Emmylou Harris has joined a stellar line-up of singers and speakers at Calvin College's biennial Festival of Faith & Music.

Harris has produced 23 solo albums and numerous compilations and collaborations over the course of a career that is nearing 40 years and has included such genres as folk, country rock, country, bluegrass, rock, pop and alt-country.

She is joined as a Festival headliner by Sufjan Stevens, Neko Case and Anathallo, with keynote addresses by Lauren Winner and David Dark.

The 2007 festival is scheduled for March 30-31 on Calvin's Grand Rapids, Mich. campus.

Ken Heffner, director of student activities at Calvin, says the Festival is "dedicated to exploring the conversation between faith and the art of music."  Its goal, he says, is to create community among musicians, critics, theologians and listeners from a variety of backgrounds.

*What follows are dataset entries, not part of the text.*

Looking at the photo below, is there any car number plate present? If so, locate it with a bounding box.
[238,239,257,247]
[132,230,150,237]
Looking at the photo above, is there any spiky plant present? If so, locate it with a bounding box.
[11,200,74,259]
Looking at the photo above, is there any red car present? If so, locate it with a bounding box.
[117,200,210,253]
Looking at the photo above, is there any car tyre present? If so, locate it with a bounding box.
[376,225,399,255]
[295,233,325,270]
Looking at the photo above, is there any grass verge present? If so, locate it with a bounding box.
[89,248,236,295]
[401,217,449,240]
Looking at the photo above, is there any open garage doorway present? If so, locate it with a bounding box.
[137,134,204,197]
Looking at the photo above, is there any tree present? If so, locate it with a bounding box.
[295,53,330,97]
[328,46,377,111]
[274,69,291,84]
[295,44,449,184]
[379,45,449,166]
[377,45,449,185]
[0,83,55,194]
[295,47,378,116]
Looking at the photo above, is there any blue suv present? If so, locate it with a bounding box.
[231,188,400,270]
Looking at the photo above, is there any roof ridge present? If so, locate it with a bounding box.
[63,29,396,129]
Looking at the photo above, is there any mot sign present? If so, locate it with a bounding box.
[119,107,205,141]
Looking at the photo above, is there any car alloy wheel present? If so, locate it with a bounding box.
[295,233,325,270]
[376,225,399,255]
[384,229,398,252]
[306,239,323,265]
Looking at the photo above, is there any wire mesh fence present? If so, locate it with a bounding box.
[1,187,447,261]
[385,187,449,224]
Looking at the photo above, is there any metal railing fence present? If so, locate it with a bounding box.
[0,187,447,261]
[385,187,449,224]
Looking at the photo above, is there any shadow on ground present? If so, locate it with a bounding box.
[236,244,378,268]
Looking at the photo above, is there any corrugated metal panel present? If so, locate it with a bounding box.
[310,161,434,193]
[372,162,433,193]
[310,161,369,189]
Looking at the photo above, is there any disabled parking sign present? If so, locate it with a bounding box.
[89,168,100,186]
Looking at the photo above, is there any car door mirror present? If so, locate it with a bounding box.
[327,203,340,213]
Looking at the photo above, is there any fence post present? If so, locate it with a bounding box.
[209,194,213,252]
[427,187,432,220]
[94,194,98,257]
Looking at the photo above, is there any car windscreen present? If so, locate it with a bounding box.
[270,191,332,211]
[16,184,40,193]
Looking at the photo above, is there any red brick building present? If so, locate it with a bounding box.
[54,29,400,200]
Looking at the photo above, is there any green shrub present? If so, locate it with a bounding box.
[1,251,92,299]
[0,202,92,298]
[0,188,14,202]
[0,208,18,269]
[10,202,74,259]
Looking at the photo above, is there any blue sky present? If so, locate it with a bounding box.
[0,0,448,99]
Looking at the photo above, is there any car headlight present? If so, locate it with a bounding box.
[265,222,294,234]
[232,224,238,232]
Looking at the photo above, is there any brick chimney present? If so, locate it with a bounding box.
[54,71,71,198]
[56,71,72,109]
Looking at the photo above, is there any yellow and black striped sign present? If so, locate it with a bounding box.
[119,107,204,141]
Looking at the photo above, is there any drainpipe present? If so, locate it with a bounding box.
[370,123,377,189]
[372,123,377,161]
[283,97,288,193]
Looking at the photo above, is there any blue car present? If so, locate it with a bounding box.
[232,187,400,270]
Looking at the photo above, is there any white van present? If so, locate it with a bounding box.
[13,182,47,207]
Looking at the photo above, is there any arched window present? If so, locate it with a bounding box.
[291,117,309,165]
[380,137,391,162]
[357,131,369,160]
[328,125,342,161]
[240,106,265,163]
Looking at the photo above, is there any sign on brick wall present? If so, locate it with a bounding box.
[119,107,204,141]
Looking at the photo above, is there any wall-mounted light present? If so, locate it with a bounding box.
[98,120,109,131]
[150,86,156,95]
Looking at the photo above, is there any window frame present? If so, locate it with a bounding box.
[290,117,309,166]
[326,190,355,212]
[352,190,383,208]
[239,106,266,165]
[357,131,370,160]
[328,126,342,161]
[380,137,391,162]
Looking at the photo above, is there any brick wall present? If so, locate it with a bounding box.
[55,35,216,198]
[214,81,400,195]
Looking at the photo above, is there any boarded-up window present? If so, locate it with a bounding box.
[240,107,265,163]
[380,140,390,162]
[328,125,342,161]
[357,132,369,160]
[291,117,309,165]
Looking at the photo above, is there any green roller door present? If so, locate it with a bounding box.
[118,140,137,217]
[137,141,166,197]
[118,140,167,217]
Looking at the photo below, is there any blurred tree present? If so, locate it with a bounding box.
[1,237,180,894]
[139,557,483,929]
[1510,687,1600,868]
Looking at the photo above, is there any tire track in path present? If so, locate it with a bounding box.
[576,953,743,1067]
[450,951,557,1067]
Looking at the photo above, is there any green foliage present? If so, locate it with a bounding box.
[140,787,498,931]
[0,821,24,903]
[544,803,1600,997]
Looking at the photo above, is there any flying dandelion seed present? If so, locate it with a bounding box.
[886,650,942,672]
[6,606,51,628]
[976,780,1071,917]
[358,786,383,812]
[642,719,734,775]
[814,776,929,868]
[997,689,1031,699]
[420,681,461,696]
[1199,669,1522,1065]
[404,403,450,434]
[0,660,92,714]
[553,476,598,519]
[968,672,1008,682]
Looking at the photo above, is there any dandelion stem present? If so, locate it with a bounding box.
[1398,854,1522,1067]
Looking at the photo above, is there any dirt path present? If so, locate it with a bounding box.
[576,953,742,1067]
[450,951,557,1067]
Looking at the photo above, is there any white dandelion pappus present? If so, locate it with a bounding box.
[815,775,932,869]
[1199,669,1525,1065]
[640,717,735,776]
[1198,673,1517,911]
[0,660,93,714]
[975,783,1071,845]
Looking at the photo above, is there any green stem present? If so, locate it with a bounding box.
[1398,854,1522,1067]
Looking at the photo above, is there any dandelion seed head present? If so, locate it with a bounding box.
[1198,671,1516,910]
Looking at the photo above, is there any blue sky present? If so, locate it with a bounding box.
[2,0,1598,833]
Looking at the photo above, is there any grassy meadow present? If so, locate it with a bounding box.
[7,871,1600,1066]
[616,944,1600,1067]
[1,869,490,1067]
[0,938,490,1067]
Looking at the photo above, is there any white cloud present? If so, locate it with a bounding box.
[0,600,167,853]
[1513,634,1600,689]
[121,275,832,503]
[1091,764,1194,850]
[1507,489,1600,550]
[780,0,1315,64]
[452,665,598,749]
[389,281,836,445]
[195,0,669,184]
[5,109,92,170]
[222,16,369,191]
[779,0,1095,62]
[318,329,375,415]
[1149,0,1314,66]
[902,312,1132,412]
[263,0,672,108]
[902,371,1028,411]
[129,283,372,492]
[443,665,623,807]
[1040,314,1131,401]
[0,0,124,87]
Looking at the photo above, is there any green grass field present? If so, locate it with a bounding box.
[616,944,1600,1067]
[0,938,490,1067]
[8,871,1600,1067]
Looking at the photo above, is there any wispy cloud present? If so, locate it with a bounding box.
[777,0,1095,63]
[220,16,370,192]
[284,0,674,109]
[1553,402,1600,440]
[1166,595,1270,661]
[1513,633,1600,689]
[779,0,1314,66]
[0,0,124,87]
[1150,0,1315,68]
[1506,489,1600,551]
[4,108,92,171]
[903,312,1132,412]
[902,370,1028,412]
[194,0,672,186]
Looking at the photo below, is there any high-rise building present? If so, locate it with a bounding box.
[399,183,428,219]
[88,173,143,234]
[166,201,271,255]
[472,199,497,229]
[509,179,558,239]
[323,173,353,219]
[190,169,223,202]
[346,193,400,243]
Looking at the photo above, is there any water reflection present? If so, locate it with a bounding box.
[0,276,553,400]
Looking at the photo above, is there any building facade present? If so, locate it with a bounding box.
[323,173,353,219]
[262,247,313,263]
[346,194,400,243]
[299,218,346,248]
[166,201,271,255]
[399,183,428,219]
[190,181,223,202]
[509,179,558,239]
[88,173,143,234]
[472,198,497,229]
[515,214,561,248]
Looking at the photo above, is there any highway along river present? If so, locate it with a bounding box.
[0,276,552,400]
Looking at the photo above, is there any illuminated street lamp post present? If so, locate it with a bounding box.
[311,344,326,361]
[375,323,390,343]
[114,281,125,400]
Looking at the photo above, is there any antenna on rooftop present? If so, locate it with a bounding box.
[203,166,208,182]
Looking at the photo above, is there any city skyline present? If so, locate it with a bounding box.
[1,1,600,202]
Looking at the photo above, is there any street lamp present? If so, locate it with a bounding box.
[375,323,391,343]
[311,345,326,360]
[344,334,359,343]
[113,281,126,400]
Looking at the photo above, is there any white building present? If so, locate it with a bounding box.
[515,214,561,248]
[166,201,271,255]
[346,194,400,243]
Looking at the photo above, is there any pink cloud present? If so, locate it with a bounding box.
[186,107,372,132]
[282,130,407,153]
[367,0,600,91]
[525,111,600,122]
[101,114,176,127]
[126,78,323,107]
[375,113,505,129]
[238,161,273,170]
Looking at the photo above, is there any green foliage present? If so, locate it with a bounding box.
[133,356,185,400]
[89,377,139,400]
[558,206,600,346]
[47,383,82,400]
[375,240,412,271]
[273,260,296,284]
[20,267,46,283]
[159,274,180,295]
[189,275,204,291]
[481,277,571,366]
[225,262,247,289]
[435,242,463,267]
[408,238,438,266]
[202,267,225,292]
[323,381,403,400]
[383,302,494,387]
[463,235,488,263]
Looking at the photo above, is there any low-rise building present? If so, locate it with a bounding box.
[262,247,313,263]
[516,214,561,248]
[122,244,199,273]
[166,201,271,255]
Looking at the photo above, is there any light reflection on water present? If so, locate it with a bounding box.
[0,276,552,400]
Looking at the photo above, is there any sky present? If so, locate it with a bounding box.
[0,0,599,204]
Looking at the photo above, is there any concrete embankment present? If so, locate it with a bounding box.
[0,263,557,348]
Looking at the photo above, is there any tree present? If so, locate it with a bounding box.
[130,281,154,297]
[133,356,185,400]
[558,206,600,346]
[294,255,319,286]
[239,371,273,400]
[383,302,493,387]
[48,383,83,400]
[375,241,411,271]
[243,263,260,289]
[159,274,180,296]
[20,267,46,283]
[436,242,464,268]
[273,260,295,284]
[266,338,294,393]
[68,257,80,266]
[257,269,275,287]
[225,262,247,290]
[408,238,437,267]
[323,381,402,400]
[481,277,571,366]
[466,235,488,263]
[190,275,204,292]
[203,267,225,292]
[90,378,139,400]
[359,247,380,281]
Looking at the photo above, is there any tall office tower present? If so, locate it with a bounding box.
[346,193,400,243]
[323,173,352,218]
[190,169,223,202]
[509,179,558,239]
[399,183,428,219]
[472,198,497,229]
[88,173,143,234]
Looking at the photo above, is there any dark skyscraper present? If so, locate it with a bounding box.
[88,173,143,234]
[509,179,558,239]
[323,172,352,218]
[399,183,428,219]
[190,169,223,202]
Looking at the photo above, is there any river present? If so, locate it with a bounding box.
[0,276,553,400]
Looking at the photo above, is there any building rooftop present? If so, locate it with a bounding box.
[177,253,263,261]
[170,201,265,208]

Stevens, a Michigan native whose creative sound and brilliant poetry is gaining him international recognition as an intriguing Christian artist will play on March 30.  Harris and Case will play March 31 and span the gap between classic and alt country. 
Winner is author of Mudhouse Sabbath and Real Sex: The Naked Truth about Chastity, while Dark is author of Everyday Apocalypse and The Gospel According to America.

The festival also will welcome Andrew Beaujon, author of Body Piercing Saved My Life, which is an outside journalist's perspective on the Christian music scene and includes a chapter on the 2005 Festival of Faith and Music at Calvin.

In the theology track, married authors Brian Walsh and Sylvia Keesmaat (Colossians Remixed) will lead workshops and conduct worship on Saturday morning. Josh Jackson from Paste Magazine will bring an editor's perspective, while Heffner, Steve Austin and Jeff Rioux will lead a roundtable for student activities. Other presenters include critic Benjamin Squires, singer-songwriter Jan Krist and author Steve Stockman.

In a post-festival reflection after the 2005 gathering, Stockman wrote: "As I moved between seminar, concert, creative worship and conversation I found myself in a community whose lungs had been filled with a short sharp burst of oxygen that might just keep me spiritually alive for months to come. [Calvin College] has created something that is too precious to have been planned*. For 36 hours we shared something above us, underneath us and surrounding us and we basked in the sacred space."